Search code examples
pythonnumpysentence-transformers

Subset list of text and matching embeddings using set() and np.unique() gives different length results


I have a list of strings, as well as an array containing the dense embeddings generated from those strings (generated using SentenceTransformer("all-mpnet-base-V2")). In my analysis I notice that a number of the strings are repeated text. I want to run my analysis on unique values. Because generating embeddings is expensive, i want to subset my unique strings and get the relevant embeddings. I try this using set() and np.unique(), but get different length results. Why is this?

I don't post a reproducible example, because my array of vectors is large. But can anyone explain what might be happening and why these lengths wouldn't match, they are close but not the same?

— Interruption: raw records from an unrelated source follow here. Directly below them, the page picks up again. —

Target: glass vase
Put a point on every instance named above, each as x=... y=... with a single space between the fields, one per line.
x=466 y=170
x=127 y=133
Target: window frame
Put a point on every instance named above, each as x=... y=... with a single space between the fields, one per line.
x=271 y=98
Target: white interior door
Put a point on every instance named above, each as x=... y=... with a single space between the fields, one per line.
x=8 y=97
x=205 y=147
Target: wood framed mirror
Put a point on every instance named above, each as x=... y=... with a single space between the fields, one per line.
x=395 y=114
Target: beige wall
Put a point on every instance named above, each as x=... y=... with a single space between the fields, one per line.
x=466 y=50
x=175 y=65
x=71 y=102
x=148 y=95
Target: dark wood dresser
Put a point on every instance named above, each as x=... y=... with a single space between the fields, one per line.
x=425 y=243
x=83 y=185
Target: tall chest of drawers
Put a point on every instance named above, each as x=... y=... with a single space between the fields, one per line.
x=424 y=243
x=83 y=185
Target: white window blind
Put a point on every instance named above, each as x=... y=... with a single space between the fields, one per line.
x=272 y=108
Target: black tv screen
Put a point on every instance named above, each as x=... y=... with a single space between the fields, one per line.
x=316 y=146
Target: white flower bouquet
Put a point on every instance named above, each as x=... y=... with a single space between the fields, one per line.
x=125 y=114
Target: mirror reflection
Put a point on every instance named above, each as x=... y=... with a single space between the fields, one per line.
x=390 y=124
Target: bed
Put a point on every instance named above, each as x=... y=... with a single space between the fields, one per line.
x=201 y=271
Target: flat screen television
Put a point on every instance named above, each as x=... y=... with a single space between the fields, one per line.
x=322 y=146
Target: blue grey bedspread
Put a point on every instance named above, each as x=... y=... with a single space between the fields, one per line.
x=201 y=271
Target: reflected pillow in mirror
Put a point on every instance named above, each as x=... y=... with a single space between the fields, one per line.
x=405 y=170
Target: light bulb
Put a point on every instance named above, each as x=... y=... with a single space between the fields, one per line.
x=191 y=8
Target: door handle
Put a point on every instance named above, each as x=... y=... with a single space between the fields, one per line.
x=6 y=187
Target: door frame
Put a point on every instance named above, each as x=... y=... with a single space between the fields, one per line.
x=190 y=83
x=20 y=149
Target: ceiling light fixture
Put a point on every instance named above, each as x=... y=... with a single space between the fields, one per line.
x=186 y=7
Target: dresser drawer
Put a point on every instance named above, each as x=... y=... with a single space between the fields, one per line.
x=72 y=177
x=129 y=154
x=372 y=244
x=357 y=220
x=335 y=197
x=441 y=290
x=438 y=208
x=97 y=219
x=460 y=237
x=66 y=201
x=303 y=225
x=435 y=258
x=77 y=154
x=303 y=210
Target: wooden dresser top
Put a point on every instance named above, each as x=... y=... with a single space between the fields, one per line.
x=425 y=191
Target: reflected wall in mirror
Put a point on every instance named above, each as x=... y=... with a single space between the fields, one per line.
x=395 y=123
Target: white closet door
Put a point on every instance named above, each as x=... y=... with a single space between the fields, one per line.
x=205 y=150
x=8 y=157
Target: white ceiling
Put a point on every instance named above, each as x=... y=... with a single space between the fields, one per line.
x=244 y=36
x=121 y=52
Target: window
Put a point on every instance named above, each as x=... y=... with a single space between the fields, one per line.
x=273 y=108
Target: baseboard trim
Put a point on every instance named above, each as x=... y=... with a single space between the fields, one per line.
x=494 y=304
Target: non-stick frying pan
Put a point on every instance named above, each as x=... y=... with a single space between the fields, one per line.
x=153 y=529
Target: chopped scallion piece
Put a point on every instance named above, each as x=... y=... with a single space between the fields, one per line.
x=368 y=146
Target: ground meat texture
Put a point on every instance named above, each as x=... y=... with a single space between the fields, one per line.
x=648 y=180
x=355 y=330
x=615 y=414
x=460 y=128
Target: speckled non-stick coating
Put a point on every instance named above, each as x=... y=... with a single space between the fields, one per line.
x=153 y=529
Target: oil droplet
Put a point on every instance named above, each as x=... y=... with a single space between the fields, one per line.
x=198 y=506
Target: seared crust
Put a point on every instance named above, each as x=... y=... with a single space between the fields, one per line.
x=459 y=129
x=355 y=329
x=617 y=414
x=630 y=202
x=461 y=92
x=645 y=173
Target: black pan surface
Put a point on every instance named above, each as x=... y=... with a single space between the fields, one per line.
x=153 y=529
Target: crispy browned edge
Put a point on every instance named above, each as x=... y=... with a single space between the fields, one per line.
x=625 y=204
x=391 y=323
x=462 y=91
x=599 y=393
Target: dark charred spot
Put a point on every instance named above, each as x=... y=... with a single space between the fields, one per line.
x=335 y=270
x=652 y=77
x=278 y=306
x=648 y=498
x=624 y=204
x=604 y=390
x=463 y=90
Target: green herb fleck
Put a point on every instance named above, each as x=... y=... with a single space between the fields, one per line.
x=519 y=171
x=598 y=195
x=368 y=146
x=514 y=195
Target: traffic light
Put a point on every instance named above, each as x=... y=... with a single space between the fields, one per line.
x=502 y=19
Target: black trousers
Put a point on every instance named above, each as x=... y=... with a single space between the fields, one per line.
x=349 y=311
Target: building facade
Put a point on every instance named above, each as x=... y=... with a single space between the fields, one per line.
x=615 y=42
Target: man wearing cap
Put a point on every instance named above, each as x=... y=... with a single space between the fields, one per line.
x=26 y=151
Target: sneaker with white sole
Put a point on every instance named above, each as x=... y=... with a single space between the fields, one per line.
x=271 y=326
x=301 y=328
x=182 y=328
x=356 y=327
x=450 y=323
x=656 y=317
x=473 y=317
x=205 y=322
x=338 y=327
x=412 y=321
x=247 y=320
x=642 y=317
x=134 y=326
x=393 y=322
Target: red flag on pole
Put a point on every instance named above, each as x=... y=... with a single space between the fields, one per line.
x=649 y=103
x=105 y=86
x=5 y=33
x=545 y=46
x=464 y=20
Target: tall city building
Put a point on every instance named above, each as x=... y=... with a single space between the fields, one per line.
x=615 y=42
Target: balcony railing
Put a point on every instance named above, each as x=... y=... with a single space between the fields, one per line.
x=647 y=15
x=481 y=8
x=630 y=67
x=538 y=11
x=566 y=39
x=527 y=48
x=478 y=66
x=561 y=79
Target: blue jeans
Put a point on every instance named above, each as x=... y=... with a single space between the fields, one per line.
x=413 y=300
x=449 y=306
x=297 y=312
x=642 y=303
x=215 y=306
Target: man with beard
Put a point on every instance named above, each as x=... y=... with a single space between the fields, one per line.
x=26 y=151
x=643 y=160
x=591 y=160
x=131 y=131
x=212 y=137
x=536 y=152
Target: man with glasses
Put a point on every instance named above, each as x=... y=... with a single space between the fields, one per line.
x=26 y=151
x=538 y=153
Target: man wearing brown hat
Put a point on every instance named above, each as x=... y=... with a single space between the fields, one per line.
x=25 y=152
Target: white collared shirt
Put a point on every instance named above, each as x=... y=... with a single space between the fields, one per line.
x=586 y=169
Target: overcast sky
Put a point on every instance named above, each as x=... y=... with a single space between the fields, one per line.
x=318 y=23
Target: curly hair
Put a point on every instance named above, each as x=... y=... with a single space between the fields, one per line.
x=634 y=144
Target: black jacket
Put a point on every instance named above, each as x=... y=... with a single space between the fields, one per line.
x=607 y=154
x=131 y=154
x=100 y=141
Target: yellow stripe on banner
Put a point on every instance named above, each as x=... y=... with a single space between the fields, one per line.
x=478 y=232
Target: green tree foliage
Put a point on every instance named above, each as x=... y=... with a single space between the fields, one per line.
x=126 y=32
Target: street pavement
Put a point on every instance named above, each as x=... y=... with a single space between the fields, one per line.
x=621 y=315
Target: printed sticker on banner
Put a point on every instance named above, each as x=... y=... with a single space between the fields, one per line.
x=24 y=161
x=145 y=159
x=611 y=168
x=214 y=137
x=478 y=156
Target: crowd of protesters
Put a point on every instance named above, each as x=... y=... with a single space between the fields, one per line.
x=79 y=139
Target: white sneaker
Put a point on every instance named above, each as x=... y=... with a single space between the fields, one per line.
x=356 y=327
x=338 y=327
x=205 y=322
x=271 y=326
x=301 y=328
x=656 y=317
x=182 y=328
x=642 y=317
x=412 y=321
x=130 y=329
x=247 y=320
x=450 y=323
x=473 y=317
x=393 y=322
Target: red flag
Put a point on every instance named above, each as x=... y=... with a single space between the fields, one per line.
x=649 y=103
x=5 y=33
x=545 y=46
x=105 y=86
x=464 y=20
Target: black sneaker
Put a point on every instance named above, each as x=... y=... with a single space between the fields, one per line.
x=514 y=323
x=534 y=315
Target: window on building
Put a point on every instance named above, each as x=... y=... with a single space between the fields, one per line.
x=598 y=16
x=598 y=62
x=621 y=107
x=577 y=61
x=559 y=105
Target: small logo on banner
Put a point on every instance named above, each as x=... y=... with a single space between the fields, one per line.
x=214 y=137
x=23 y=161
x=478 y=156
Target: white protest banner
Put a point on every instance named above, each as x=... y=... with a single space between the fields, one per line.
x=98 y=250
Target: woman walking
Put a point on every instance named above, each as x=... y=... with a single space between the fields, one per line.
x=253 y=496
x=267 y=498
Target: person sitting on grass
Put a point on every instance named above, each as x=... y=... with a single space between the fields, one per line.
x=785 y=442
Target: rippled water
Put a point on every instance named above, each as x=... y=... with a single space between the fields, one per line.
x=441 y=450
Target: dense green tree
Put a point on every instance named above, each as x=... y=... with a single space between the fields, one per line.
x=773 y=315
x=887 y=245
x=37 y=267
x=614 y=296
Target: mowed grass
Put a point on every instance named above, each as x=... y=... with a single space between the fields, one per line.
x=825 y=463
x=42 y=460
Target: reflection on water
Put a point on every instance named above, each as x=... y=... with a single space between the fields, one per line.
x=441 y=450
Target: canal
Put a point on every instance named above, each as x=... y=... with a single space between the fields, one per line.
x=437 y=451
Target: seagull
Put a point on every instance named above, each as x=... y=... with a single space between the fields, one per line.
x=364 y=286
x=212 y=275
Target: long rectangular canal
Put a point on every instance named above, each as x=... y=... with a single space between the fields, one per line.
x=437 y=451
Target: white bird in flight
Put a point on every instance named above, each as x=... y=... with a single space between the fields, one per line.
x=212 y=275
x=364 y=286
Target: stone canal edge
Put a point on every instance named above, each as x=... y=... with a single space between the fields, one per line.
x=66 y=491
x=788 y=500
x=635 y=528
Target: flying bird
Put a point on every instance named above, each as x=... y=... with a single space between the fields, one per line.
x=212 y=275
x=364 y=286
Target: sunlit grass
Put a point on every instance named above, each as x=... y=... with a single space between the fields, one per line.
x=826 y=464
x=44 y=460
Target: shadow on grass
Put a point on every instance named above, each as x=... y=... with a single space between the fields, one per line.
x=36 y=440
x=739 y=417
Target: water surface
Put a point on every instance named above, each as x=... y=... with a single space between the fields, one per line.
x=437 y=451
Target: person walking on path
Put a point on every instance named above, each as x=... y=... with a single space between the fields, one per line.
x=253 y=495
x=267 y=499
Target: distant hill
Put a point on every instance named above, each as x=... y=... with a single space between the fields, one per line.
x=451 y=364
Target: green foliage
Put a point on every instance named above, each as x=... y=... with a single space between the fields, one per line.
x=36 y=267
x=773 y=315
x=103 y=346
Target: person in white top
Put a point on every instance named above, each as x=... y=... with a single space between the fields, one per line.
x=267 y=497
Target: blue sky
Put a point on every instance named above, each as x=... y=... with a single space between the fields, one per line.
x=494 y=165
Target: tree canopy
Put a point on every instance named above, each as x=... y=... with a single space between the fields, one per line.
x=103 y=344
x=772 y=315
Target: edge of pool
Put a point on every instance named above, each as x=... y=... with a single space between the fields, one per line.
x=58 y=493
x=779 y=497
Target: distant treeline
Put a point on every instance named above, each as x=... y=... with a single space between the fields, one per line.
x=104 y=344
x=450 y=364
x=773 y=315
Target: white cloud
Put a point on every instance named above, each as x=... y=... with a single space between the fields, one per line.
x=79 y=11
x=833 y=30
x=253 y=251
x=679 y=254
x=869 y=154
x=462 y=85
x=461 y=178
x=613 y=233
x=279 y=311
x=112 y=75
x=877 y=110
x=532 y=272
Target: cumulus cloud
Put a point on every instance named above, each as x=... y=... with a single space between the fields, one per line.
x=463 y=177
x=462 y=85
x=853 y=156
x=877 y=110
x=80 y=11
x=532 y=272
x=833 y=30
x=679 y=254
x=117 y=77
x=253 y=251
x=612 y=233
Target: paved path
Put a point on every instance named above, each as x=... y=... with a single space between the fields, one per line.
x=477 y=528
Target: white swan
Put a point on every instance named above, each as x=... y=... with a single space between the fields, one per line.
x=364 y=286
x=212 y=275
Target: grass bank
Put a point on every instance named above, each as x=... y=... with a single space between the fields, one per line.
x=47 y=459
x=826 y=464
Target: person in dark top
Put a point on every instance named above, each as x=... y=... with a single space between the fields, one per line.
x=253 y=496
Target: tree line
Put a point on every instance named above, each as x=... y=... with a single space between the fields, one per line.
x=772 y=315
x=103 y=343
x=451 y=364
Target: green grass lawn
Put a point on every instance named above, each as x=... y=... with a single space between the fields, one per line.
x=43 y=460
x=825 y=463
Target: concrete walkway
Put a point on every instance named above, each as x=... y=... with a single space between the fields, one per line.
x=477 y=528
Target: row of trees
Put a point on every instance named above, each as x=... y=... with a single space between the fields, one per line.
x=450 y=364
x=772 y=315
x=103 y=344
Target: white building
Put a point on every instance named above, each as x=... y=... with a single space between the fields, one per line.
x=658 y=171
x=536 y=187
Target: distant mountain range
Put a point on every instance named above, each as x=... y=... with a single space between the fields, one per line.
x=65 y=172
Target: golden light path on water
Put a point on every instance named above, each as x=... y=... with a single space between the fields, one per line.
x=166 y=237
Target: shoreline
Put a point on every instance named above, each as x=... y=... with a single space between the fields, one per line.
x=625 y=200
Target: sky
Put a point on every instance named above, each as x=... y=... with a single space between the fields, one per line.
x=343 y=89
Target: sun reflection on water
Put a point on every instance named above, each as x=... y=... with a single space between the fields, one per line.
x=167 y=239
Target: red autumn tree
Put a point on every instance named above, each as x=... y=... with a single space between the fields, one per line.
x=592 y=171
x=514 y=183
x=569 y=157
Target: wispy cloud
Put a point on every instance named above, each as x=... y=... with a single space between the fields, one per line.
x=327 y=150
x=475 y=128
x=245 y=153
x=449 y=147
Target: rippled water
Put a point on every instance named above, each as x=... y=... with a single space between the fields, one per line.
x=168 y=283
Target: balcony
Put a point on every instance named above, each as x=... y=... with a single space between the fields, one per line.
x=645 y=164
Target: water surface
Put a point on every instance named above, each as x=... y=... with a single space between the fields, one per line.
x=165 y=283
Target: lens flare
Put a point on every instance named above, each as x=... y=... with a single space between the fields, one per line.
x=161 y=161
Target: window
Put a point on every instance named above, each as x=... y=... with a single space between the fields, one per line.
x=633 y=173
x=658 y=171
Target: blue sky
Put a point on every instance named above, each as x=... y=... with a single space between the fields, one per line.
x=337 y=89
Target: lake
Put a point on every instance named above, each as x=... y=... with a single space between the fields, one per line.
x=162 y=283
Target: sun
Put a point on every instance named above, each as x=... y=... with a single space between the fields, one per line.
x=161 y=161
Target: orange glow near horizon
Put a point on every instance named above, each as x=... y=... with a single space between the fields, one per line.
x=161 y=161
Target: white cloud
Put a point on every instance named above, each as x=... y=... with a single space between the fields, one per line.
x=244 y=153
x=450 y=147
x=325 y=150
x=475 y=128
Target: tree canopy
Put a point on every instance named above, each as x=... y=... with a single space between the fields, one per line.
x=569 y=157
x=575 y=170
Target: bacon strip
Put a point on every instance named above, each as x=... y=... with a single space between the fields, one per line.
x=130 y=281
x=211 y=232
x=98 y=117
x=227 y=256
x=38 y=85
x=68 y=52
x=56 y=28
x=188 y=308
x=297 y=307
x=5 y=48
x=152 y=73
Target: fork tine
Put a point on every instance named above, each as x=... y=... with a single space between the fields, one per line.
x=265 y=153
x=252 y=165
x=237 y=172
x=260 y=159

#Basic structure of my data:
titles = ["some text", "other text", ...]
embeddings = [Array1, Array2, ...]
#Get unique items of the list
unique_titles = list(set(titles))
unique_embeddings = np.unique(embeddings, axis = 0)
    
len(unique_titles) == len(unique_embeddings)
False

I can get around this all with the following for loop:

titles_unique = []
embeddings_unique = np.array([0 for i in range(embeddings.shape[1])])
for t, e in zip(titles, embeddings):
    if t not in titles_unique:
        titles_unique.append(t)
        embeddings_unique = np.vstack([embeddings_unique, e])

#Get rid of the first row of the array, used to create the correct number of dimensions
embeddings_unique = np.delete(embeddings_unique, (0), axis = 0)

But this is slow and I will have to do this for a much larger data set shortly.

The fact that set() and np.unique() don't give the same results makes me think i am losing information somewhere.


Solution

  • I think you are looking for the np.unique(..., return_index=True) option. See the following example:

    import numpy as np
    
    titles = ["some text", "other text", "some text"]
    embeddings = [np.asarray([0, 1, 0]), np.asarray([1, 0, 0]), np.asarray([0, 1, 0])]
    
    unique_titles, idx = np.unique(titles, return_index=True)
    unique_embeddings = np.array(embeddings)[idx]
        
    len(unique_titles) == len(unique_embeddings)
    

    Which returns True.

    I hope this helps.